Klintehamn
"Klintehamn doesn't pretend to be a destination. It is a beginning, and it is perfectly comfortable with that."
I arrived in Klintehamn on the afternoon bus from Visby and found a harbour town doing what harbour towns do: boats at the pier, nets drying on a wooden rail, a couple of men sitting outside a café with coffee and no apparent urgency about anything. The town is not small enough to be picturesque in the way of a village, nor large enough to feel genuinely active, and it occupies this middle ground with complete comfort. The harbour is the point. The reason I was here was visible from the pier: a dark line on the western horizon that was Stora Karlsö, the small island nature reserve that sits five kilometers offshore and houses one of the most spectacular seabird colonies in the Baltic.

The Stora Karlsö ferry runs in summer and takes about twenty minutes. The island is a nature reserve and there is accommodation for those who book months in advance, but most people go for the day. I went for the day. The island rises abruptly from the sea in limestone cliffs that house guillemots, razorbills, and black-backed gulls nesting in numbers that make the noise audible from the approaching ferry before you even dock. The smell arrives first — marine, sharp, not unpleasant exactly, but wholly present. I walked the cliff path in a state of mild astonishment at the sheer density of birds stacked on every ledge, wheeling above the cliff tops, making the kind of racket that cannot be called pleasant but is impossible not to find thrilling. One guillemot on a ledge three meters away regarded me with the flat attention of an animal that has never learned to be afraid of people and has not found this to be a problem.

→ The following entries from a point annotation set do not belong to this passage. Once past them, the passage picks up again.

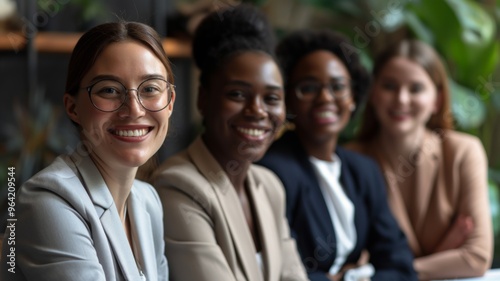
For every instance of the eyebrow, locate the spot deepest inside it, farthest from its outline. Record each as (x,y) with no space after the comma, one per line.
(113,77)
(249,85)
(334,78)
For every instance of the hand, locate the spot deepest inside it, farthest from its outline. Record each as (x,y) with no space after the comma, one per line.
(458,233)
(340,274)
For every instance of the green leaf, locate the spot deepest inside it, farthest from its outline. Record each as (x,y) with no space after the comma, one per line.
(462,32)
(468,109)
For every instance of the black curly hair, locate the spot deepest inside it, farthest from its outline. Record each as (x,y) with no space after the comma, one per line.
(229,31)
(292,48)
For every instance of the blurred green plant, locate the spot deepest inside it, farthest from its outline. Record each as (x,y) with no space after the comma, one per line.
(34,139)
(464,32)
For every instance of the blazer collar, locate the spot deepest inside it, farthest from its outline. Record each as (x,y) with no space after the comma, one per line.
(313,196)
(425,165)
(230,205)
(267,227)
(106,209)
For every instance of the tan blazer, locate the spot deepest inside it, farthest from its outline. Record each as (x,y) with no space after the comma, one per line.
(206,234)
(451,179)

Back in Klintehamn, the town keeps a small local museum at Klinteby Farm covering the cultural and agricultural history of the west coast area. I spent an hour there on a grey morning when the Stora Karlsö ferry was cancelled, looking at old photographs of fishing communities, farm equipment, and a set of painted wooden boxes that had belonged to a merchant family in the 1820s. The museum is the kind of place that would seem unremarkable elsewhere and is oddly essential here, in a town that exists at the junction of land and sea and does not try to be more than that.

The town has one good restaurant, a supermarket, a hardware store, and a bakery that opens at seven. On the morning I caught the early Stora Karlsö boat I stopped at the bakery for coffee and a roll with cold butter and watched the baker write the day’s specials on a chalkboard with the concentration of someone composing a letter, not a menu. The boat was at eight. I made it with five minutes to spare and felt the crossing was already worth the effort before the island was even visible.
When to go: June through August, when the Stora Karlsö ferry runs regularly. Seabird nesting season peaks in June and July — guillemots and razorbills are at maximum numbers. Book overnight accommodation on Stora Karlsö months ahead if you want to stay; day trips need no advance booking beyond the ferry ticket. Klintehamn also serves as a useful starting point for the cycling route south toward Hoburgen.